(Photo by Ken Levine/Getty Images)
I’m celebrating a milestone with the Pats over the next few months; we’re both turning 50! Actually, the Patriots are technically a year older than I am. They started their first season in 1959, mine was 1960.
I grew up with the Pats, and like the Pats. I had a few rough years in the early going. That’s a large part of the reason the Patriots have always held a special place in my life. Like the Pats, I went through some lean years, some failures, nearly lost my life at times, and saw a few ownership changes. There were times when I wasn’t sure if I had a home and many periods where any home was temporary.
Like the Pats, I learned how to persevere and how to create opportunity out of disaster!

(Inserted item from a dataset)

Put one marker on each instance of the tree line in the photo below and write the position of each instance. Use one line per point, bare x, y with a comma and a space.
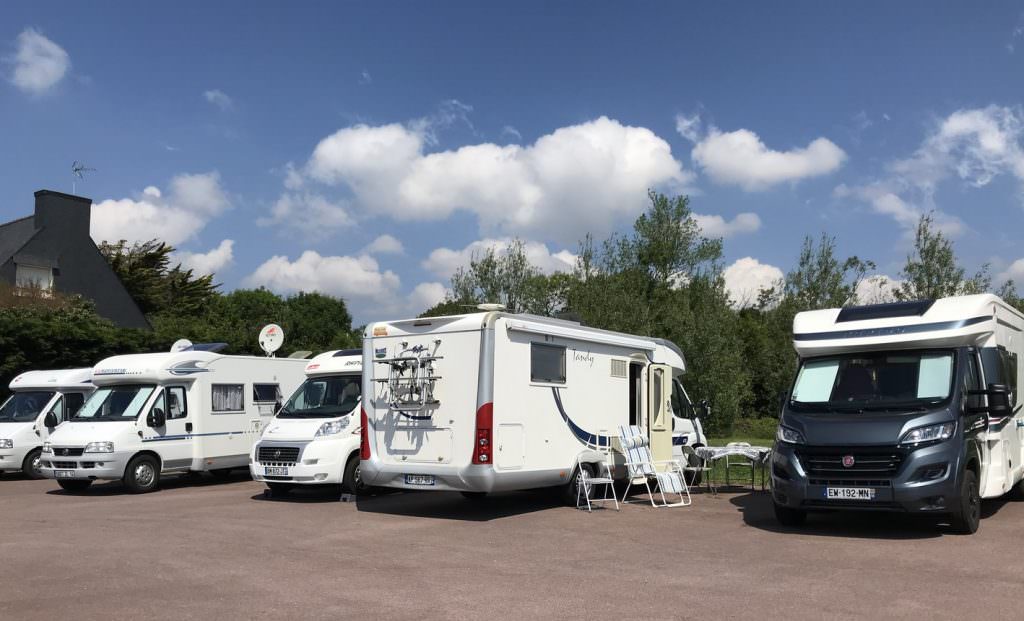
664, 278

The “nouveau fan” will not understand what I’m about to say; the die-hard Pats fan will. Parts of my hind-quarters are probably in some scrap-metal yard, forever frozen to the old Schaefer Stadium benches.
We did actually drink Schaefer beer as we sat through some of the Pats most challenging years. This was a feat in itself as Schaefer is the only beer that actually increases in volume leaving the body, a phenomenon our beloved Foxboro facilities were ill-equipped to handle.
Some of you will remember sitting with about 5,000 other people who braved an icy wind to make it to the 4th quarter of Drew Bledsoe’s first victory. Remember the brilliant snap out of the end zone on the punt to set up the game-winning drive?
Some of you will remember feeling not only elation, but retribution for the infamous “Tuck Rule” call. The Raiders had their phantom roughing call against Ray Hamilton in ’76; to us this was just long-awaited payback. I don’t care if it was the right call or not; but it was.
Some of you will remember the first prototypical running quarterback in the NFL, Steve Grogan. Grogan was probably the toughest man ever to play the position. He may well have set the tone for Michael Vick and his peers and may be the person most responsible for setting a linebacker to “spy” on the quarterback. Steve, some of us were with you all the way.
Some of you may have been around long enough to remember Gino Cappelletti, as a player and not for his infamous call of the first Super Bowl victory. Those of us who do are entitled to our righteous indignation at Canton’s snubbing of the greatest kicker/player ever to strap on the pads. Gino was an All-World receiver, defensive back, kicker, and punter. He put the slash in slash before Kordell Stewart was born.
One of the greatest unresolved atrocities in pro-football history is the fact that Gino Cappelletti is not a member of the Hall-of-Fame. Screw ‘em! Gino is revered here and for those who don’t know what I’m talking about, take thee a pilgrimage to Patriot’s Place.
There are too many great players and great memories. It would take a book to tell them all!
Let’s fast-forward to 2001. To the people in the northeast, the attacks on 9/11 were not a news story. It was an attack on our soil and our neighbors. In a year that demanded patriotism, an unknown Tom Brady and his crew of NFL misfits cast us all in a Hollywood movie version of NFL history. They picked us up, put us on their backs, and gave us arguably the least probable and most exciting championship in NFL history.
The country and the Patriots gave us something to believe in.
For many of you, your love affair with the Pats started the moment Adam Vinatieri’s foot launched the “Shot Heard Round the World.” For those of us in the Old Guard, that drive was vindication for all our years of loyalty and validation that the underdog could still take it all.
The past two years were still two of the greatest in Patriots history. You nouveau fans will not understand. The rest of us don’t expect you to.